Byrne reflects on successes and disappointments as a congressman

Alabama News

He leaves office next week after representing Lower Alabama for more than seven years

FAIRHOPE, Ala (WKRG) — Bradley Byrne has wrapped-up seven plus years in Washington and he says he can see the biggest impacts of his work in Congress back in Mobile.

He says his number-one accomplishment may be the status of Mobile’s largest industrial employer.

“It’s not easy to make sure Austal isn’t hurt in this competition over which defense projects get money,” Byrne says. “That was a fight we fought every day.”
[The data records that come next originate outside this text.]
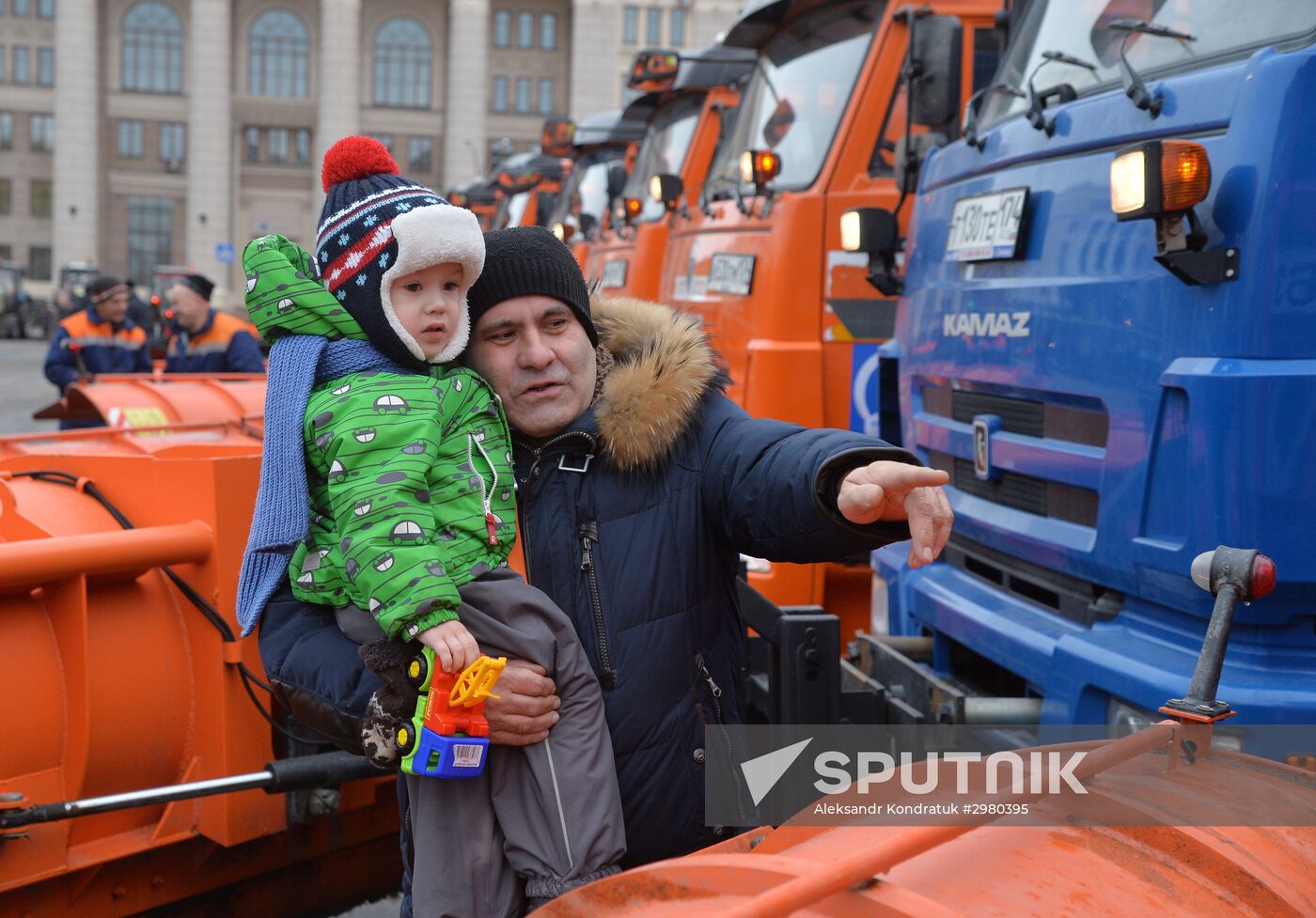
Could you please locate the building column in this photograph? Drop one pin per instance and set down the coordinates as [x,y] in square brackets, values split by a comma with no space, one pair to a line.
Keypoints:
[466,87]
[208,224]
[75,212]
[342,74]
[595,45]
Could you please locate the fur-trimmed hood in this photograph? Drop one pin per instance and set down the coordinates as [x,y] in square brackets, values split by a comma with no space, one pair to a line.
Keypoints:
[664,370]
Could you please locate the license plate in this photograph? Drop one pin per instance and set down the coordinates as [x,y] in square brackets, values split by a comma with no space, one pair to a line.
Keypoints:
[615,273]
[730,272]
[986,226]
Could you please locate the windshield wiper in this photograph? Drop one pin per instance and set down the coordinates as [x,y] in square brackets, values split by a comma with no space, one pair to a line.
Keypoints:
[1134,86]
[974,107]
[1062,92]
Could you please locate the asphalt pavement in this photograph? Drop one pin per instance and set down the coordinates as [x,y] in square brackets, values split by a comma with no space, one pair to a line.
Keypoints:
[24,387]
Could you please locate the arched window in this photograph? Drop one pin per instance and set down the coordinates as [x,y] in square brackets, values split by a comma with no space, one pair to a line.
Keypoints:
[403,63]
[153,49]
[278,54]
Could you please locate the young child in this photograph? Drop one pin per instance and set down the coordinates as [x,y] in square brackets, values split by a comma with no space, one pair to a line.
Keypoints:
[387,493]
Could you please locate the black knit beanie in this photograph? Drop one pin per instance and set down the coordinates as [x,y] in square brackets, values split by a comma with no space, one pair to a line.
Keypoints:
[529,260]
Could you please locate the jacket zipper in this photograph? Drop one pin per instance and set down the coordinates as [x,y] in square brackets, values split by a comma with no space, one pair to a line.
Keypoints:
[588,537]
[523,510]
[714,694]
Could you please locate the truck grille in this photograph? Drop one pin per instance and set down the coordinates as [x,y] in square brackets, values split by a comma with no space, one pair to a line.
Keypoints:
[1020,416]
[1069,598]
[1022,492]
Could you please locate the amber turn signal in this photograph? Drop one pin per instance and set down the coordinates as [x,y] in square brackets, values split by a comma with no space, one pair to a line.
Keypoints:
[1158,178]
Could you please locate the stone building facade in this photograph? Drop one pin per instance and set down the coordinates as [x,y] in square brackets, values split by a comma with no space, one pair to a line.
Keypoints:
[138,133]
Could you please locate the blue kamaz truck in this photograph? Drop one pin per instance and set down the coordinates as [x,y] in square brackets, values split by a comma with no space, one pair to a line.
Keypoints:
[1108,339]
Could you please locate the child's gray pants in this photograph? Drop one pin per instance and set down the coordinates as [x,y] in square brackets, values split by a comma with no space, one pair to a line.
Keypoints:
[541,818]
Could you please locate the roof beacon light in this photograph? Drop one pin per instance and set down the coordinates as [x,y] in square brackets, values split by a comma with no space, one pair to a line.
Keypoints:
[760,167]
[654,71]
[666,190]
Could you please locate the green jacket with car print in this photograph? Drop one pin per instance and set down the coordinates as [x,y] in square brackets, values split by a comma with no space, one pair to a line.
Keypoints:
[410,475]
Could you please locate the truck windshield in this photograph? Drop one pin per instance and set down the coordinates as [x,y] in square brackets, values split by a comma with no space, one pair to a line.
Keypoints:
[664,150]
[796,95]
[1221,29]
[516,207]
[586,193]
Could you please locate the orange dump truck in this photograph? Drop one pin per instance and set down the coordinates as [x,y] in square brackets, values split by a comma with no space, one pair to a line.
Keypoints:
[695,104]
[822,122]
[604,148]
[135,737]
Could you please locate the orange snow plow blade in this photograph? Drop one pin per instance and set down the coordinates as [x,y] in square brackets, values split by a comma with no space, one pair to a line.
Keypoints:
[118,680]
[149,400]
[994,868]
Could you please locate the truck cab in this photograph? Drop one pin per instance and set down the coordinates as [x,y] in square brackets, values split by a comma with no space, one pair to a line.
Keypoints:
[479,197]
[604,148]
[760,259]
[697,94]
[1105,339]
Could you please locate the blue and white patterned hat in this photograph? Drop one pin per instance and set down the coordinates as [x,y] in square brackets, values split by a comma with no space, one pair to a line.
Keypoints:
[378,226]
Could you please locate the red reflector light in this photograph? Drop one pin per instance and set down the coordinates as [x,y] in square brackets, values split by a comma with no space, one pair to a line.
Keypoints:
[1262,579]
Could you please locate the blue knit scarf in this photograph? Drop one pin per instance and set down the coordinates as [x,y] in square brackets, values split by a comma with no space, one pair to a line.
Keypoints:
[283,503]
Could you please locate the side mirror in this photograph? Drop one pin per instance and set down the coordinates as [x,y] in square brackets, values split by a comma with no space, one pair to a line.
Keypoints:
[877,233]
[778,124]
[908,160]
[616,178]
[936,52]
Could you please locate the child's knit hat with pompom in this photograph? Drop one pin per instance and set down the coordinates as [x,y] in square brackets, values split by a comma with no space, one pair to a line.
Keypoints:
[377,226]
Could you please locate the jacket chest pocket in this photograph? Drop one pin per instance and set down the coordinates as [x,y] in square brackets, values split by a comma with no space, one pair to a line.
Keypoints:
[588,533]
Austal is nearing the end of its contracts for the aluminum high speed vessel and littoral combat ship, but Byrne says its future is secure with the recent announcement that it will begin making steel ships 

“Austal’s got a great future with the Navy,” Byrne said. “This new 30 year ship plan that just came out from the Navy is right in their sweet spot.”

Nearby Airbus is another point of pride for Byrne. He says removing tariffs was key to brokering Airbus’ deal with Canadian firm Bombardier and the development of the A220 production line in Mobile. 
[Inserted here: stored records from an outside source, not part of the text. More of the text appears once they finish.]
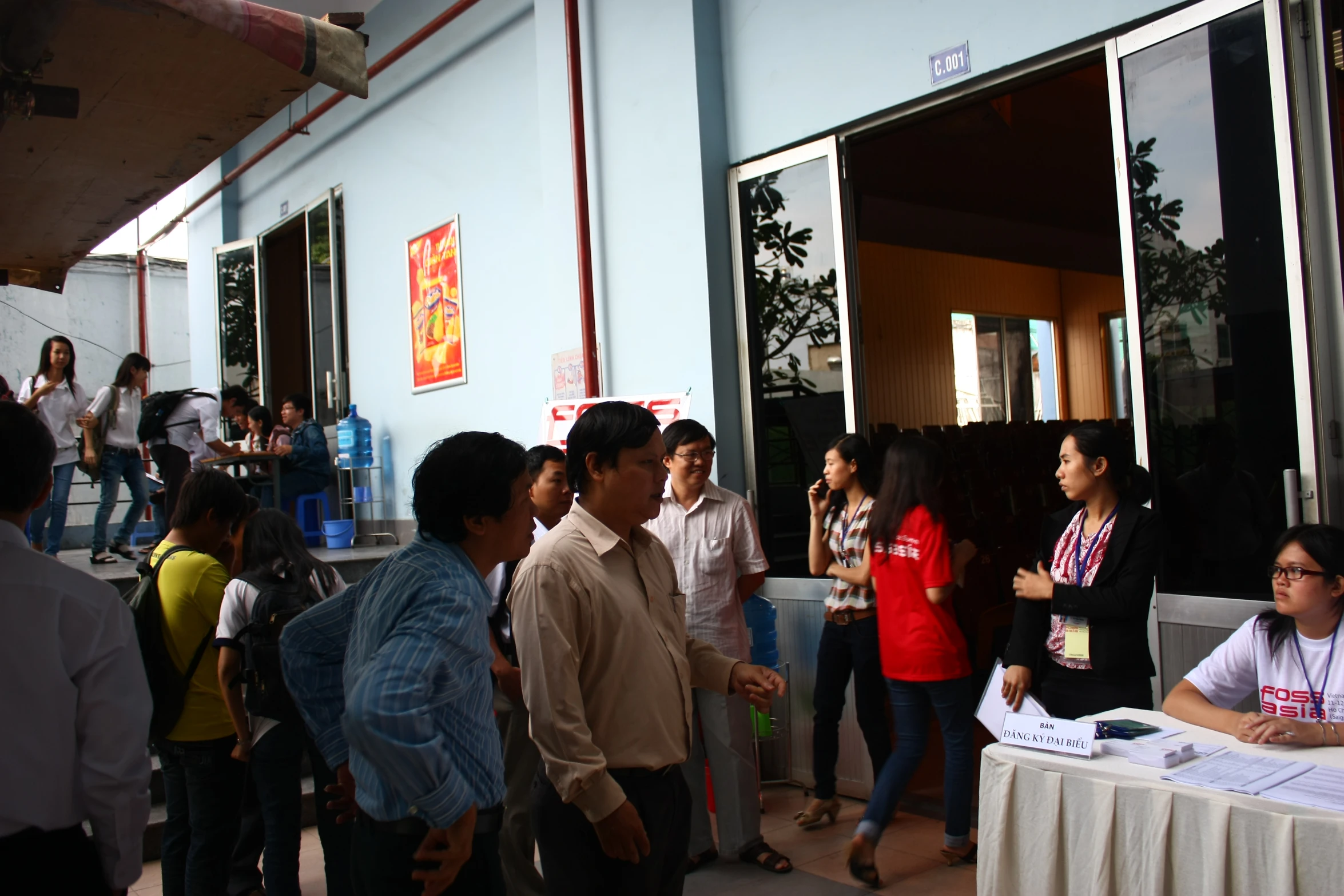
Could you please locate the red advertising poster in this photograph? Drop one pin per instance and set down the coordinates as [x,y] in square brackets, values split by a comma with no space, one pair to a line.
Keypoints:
[439,351]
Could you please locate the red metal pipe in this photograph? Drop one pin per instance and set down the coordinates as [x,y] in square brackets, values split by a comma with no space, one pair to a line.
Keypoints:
[323,108]
[143,306]
[588,318]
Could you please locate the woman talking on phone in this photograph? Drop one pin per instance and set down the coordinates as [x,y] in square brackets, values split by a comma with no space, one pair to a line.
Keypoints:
[838,547]
[1285,656]
[1081,625]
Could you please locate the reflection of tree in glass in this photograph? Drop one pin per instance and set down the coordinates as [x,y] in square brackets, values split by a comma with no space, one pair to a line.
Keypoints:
[788,305]
[238,313]
[1175,280]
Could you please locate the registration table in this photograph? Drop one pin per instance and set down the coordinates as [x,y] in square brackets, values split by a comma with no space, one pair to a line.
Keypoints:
[1054,825]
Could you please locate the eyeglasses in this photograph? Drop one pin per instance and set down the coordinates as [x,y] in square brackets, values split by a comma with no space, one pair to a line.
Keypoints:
[1292,574]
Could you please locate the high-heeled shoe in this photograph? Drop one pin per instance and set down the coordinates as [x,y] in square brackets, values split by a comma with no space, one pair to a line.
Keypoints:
[953,856]
[863,872]
[817,812]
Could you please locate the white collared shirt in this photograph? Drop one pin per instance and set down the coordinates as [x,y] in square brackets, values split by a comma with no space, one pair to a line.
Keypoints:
[713,544]
[75,707]
[59,410]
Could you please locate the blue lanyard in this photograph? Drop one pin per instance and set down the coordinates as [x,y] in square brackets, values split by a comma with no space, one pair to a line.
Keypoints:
[1318,703]
[844,529]
[1080,560]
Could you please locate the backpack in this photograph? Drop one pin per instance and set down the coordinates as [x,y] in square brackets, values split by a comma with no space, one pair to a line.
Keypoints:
[167,686]
[279,601]
[155,410]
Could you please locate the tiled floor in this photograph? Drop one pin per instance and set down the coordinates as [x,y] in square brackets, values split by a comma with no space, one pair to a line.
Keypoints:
[908,859]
Other major accomplishments listed by Byrne: 

  • work with the FAA to help Mobile eventually move its commercial airport to Brookley
  • work on red snapper regulations that protect the species but promote tourism and activity for sportsmen
  • opening the long awaited new Veterans Administration Health Center in Tillman’s Corner

“They may not seem like the romantic stuff but that’s the bread and butter stuff that really matter when you’re a member of congress to the people you represent,” Byrne said.
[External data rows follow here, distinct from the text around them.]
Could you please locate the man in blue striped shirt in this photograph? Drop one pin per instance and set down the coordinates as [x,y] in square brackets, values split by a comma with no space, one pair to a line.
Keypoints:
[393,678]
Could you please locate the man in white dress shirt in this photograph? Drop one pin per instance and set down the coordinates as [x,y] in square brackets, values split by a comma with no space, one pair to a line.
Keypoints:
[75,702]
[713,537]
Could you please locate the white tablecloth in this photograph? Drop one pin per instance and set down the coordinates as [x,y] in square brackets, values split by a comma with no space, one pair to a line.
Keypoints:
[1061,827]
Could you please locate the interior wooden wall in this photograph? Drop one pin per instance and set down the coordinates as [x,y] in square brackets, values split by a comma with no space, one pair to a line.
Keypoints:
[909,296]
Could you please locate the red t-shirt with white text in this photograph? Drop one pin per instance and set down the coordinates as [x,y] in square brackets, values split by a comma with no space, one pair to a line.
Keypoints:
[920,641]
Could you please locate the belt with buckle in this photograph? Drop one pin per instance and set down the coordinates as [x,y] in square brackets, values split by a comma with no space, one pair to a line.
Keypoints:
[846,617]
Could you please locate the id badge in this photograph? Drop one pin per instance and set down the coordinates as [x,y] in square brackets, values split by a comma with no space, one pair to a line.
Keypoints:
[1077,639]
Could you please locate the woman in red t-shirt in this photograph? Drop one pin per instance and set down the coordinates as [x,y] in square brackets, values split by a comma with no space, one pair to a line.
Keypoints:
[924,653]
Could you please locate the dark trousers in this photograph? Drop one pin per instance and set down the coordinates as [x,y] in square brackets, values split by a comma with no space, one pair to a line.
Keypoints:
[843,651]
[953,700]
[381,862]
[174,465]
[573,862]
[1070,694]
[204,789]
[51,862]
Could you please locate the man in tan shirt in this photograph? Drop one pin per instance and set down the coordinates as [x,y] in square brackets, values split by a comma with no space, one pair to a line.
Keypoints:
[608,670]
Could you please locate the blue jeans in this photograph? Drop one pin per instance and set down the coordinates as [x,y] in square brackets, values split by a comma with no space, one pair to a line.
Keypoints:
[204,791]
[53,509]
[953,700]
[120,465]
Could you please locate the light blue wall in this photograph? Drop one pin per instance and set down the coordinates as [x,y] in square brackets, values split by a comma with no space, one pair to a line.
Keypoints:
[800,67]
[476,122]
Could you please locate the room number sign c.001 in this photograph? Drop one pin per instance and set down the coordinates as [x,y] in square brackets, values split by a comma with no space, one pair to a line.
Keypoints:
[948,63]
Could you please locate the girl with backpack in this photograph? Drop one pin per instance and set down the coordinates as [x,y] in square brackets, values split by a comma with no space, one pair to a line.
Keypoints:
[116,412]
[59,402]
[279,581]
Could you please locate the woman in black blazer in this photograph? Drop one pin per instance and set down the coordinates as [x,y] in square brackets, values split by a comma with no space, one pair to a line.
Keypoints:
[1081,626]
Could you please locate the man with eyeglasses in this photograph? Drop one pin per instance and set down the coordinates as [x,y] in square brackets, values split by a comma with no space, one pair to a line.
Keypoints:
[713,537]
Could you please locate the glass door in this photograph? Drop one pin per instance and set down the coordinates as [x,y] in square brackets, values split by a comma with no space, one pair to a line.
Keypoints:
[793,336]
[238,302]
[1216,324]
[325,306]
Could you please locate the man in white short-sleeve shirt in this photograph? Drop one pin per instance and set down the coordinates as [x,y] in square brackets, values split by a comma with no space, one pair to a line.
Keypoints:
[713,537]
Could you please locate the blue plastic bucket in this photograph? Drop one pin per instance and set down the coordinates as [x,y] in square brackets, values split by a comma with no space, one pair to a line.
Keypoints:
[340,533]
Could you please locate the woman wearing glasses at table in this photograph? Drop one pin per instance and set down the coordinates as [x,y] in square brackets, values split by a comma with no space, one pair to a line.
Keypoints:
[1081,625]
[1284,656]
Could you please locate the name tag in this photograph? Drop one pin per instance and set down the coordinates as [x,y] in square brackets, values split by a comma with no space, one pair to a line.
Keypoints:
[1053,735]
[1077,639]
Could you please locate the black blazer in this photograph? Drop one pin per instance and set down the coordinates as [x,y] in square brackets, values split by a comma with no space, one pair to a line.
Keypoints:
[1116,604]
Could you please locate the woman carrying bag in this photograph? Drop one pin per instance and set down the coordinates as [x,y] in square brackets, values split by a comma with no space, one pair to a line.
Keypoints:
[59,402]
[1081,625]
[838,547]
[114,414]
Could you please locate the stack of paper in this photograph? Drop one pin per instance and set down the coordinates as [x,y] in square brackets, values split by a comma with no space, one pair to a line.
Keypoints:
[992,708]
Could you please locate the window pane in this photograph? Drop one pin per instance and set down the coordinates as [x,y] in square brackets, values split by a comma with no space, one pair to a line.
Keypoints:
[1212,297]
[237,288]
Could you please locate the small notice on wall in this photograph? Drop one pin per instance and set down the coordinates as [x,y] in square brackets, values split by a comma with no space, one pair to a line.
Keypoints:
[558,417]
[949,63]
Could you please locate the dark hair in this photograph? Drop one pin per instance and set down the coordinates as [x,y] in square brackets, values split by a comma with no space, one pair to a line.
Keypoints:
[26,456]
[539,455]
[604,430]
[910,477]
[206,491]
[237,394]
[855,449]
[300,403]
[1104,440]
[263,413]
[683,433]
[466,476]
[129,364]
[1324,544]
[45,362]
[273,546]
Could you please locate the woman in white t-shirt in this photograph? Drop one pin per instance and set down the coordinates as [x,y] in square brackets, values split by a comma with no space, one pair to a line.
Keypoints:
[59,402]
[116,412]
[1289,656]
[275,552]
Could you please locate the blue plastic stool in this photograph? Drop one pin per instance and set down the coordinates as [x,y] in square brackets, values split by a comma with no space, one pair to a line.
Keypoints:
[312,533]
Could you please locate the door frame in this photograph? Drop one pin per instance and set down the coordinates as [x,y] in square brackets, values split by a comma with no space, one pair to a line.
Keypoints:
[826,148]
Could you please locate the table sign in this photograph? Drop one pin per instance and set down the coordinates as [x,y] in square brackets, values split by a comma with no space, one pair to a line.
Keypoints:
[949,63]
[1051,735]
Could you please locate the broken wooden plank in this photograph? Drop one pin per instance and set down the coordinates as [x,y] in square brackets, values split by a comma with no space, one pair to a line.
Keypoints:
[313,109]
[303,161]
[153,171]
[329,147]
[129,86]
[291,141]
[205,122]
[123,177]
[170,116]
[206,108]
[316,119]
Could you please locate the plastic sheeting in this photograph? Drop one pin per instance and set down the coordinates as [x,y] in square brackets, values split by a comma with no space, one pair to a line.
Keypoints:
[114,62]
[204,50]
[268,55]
Byrne’s greatest regret is the stalemate that stopped construction on a desperately-needed new Mobile River Bridge and I-10 Bayway. Byrne says available federal funding and regulatory approval could soon disappear and that state and local officials, at odds over a proposed bridge toll, need to quickly figure out their end.

“I don’t think it’s dead yet but the window on all of this is closing rapidly, and the federal money there, we’ll lose,” Byrne said. “So they have to get their act together on that.”

Overall, Byrne says he’s proud of his time in office. He hopes his constituents are proud of him as well. He says he will  miss serving them.

“I think it’s going to be very difficult. I never thought I would enjoy that job as much as I did. I never thought it  would grab a hold of me like it did.”